The FCC Chairman noted that the Commission recently had “leveled the competitive playing field between different types of providers” when it
“adopted an order ending the regulatory disparities between” high speed Internet services offered by telephone companies and similar services offered by cable companies.
He added, however, that there’s much work still to be done.

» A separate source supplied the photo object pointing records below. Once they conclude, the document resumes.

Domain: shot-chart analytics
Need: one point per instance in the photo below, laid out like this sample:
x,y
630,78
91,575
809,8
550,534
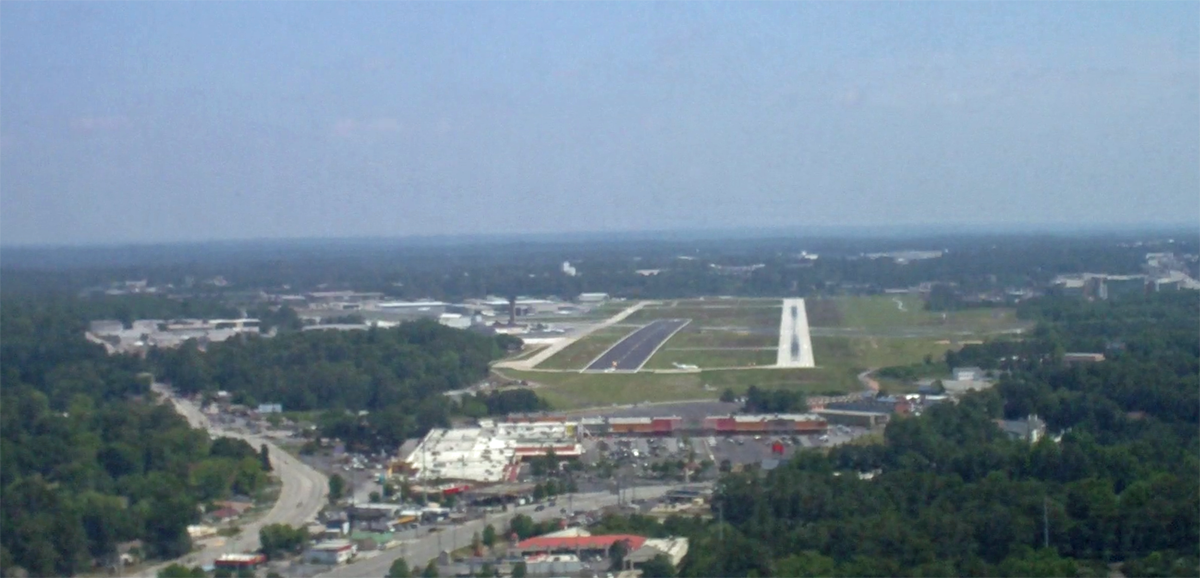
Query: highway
x,y
427,546
303,494
631,353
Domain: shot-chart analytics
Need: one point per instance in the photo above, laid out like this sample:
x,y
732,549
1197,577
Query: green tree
x,y
431,570
400,570
617,555
489,536
658,567
264,457
179,571
336,488
279,540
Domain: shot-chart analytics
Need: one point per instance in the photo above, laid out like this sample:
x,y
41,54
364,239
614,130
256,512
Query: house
x,y
235,561
225,515
1030,429
967,374
595,545
336,528
675,548
331,552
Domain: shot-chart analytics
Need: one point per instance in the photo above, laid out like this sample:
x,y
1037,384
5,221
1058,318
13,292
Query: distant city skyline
x,y
141,121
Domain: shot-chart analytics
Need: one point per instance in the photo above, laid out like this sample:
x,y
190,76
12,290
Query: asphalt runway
x,y
631,353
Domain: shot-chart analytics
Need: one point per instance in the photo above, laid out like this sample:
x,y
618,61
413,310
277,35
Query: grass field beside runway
x,y
712,357
577,355
859,332
731,313
892,312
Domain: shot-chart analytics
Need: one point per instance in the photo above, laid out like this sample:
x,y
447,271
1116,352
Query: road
x,y
426,547
303,494
631,353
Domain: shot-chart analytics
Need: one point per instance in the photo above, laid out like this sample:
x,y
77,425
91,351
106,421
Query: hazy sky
x,y
192,120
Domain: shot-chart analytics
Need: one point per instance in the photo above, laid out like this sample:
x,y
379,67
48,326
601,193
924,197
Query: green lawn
x,y
712,357
882,312
719,314
577,355
858,333
864,353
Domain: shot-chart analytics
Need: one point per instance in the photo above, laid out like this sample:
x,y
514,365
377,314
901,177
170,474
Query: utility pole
x,y
1045,523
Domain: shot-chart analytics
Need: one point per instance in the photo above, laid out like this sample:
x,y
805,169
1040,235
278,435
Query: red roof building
x,y
573,543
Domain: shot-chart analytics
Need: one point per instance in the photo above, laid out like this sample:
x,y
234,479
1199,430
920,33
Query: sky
x,y
161,121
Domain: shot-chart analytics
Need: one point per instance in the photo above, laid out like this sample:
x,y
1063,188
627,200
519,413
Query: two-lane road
x,y
303,492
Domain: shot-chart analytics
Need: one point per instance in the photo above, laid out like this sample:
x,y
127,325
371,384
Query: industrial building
x,y
490,452
331,552
723,425
167,333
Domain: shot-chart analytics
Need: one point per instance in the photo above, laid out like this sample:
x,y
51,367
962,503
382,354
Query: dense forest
x,y
753,266
396,375
948,494
88,459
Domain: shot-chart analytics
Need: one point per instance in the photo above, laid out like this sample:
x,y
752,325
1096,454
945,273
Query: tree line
x,y
1116,481
89,459
373,387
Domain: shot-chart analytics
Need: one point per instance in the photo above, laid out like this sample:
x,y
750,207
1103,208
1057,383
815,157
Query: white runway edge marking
x,y
795,342
598,357
664,342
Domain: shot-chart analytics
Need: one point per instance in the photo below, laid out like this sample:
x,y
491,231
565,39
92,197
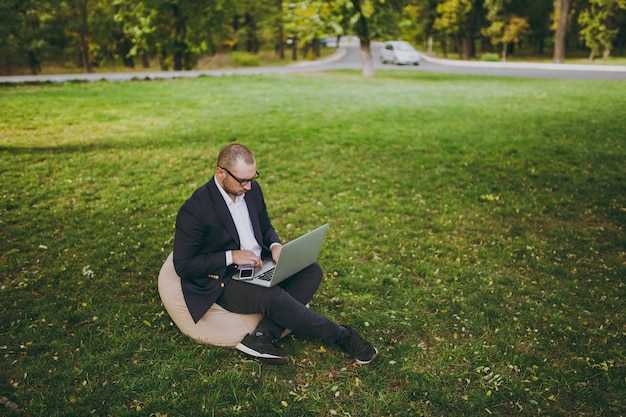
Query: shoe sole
x,y
265,357
360,362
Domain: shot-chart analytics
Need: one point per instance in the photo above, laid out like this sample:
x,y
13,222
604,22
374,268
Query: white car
x,y
399,52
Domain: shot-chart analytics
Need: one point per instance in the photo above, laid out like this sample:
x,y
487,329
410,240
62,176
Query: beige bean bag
x,y
218,326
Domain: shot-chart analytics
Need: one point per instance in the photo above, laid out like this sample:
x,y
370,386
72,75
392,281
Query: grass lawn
x,y
476,237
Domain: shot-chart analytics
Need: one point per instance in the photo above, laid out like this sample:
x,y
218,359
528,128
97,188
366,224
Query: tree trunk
x,y
362,31
366,58
280,42
84,42
561,33
467,47
458,46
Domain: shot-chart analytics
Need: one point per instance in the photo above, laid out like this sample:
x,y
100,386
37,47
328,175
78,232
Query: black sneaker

For example, he is proposing that the FCC look into “how the local franchising process is working and what actions, if any, the Commission should take to fulfill Congress’s directive that franchising authorities not grant exclusive franchises or unreasonably refuse to award additional competitive franchises, [adding that] it is the Commission’s responsibility to help ensure technological and competitive neutrality in communications markets…[and] that we should always be looking to remove unreasonable roadblocks to competition.”
In addition to the Commission’s role of “foster[ing] innovation and infrastructure investment,” Chariman Martin noted “Congress has also instructed the Commission to make sure that rural America does not get left behind by this technological revolution…To do this, the Commission must establish a ‘specific, predictable, and sufficient’ mechanism to preserve and advance universal service,” the federal statutory policy which ensures that “rural areas have access to ‘reasonably comparable’ services…at ‘reasonably comparable’ rates.”
The Commission needs to address both the way it collects funds available for universal service investment, and the way it distributes these funds. On the collection side, Mr. Martin noted that “The current…method…simply does not reflect the competitive and dynamic communications market that exists today.
For example, it doesn’t account for the increase in bundled service offerings, the increasing migration to wireless and [Internet-based] services or the shrinking long distance market. Whatever we do to ensure the sufficiency and sustainability of the universal [service] fund, it is critical that people who live in rural and high cost areas continue to receive service at affordable rates…[W]hatever rules the Commission ultimately adopts, these rules must impact all technologies – both new and old – equally. Regulation must not have the effect, unintended or otherwise, of favoring the adoption of certain technologies over others. In addition, it is also imperative that the solution be faithful to Congress’s directive to “preserve and advance” universal service.
On the distribution side, the Commission “is also facing increasing challenges,” the Chairman noted. For example, he said that the demand for universal service funds is growing, and that
a lot the fund’s growth in recent years is attributable to new competitive eligible telecommunications carriers (or CETCs), particularly wireless CETCs, that have begun to receive funding. The number of CETCs is increasing dramatically and is one of the primary drivers of fund growth. Since 2000, CETC … payments have grown from about $1.5 million annually to about $333 million annually.
He added that he “repeatedly [has] expressed [his] concerns with the Commission’s policies of using universal service support as a means of creating competition in high cost areas,” and expressed his doubt whether “it is viable in the long term to continue subsidizing multiple competitors to serve areas in which costs are prohibitively expensive for even one carrier. [He] also expressed concern about how CETC support is calculated. For example, even if their costs are lower, they receive support based on [the] higher costs [of the incumbent carrier.”
Further, Chairman Martin “expressed [his] concerns with the fact that CETCs are not required to meet all of the same obligations as the incumbents. … Placing [the] same obligation[s] on all ETCs would be fully consistent with a policy of competitive and technological neutrality among all service providers.”
In short, regulation should not pick winners and losers. It should not discriminate between providers or services. However, we are currently faced in the telecommunications industry with a variety of regulatory treatments of similar services. It’s good to know that the Chairman of the Federal Communications Commission is working so hard with industry to promote innovation while preserving access to advanced communications in Rural America.